GLP-1 RAs, such as exenatide and liraglutide, are synthetic analogs of GLP-1 that are designed to resist degradation by DPP-4, thus having an inherently longer half-life. These drugs are engineered to have prolonged action independently of DPP-4 activity, which means their pharmacokinetics and pharmacodynamics are not significantly altered by concurrent DPP-4 inhibitor use 2.

While DPP-4 inhibitors enhance the duration of action of endogenous GLP-1, they do not directly increase the pharmacological effect of GLP-1 RAs. The complementary mechanism of action between DPP-4 inhibitors and GLP-1 RAs can enhance the overall incretin effect, but this does not translate into a direct prolongation of the half-life or increased effect of GLP-1 RAs themselves 8.

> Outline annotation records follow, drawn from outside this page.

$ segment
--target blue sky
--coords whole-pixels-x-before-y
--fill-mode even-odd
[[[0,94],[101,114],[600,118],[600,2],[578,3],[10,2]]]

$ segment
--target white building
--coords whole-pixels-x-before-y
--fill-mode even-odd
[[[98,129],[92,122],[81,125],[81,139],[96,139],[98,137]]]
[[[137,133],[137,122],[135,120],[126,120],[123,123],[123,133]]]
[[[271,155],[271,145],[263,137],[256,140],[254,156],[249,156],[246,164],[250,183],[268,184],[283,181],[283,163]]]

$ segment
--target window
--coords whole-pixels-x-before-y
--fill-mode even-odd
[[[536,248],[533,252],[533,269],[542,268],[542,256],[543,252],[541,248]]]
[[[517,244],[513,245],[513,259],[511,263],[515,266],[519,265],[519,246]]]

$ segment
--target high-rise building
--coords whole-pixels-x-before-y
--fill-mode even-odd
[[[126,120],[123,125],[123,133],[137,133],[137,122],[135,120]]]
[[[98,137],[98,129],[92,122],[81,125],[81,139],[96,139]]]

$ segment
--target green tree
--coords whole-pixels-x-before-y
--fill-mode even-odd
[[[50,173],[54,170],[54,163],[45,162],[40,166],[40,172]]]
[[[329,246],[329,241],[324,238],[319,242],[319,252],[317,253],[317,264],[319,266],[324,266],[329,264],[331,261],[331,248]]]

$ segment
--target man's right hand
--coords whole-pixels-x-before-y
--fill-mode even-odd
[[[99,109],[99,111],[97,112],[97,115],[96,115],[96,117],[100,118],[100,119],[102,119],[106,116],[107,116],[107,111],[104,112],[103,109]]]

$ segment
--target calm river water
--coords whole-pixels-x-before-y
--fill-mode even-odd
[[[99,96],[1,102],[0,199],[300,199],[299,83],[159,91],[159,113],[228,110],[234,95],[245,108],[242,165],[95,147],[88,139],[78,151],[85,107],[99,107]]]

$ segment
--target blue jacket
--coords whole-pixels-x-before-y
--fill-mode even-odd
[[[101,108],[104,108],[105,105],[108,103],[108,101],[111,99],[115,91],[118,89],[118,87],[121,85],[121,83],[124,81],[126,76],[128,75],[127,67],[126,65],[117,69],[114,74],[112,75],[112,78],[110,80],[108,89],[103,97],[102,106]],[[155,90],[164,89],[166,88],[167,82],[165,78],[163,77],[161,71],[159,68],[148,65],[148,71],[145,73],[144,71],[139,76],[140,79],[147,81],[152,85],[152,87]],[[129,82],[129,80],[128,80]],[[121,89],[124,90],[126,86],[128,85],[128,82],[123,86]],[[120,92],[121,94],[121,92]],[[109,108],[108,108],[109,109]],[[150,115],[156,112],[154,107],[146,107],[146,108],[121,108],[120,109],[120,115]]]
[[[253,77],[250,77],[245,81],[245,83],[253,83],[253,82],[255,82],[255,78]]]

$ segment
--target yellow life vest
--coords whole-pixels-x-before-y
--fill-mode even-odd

In clinical practice, the combination of DPP-4 inhibitors and GLP-1 RAs is generally not recommended due to overlapping mechanisms and limited additional benefit. Most guidelines suggest using either a DPP-4 inhibitor or a GLP-1 RA, but not both simultaneously, to manage type 2 diabetes mellitus (T2DM) 1.

In summary, DPP-4 inhibitors extend the half-life of naturally occurring GLP-1 by blocking its degradation, thereby sustaining its beneficial effects on glucose regulation. They do not directly increase the pharmacological effect of GLP-1 drugs, which are already designed to have prolonged action independently of DPP-4 activity. This distinction is crucial for understanding the complementary roles of DPP-4 inhibitors and GLP-1 receptor agonists in the management of T2DM.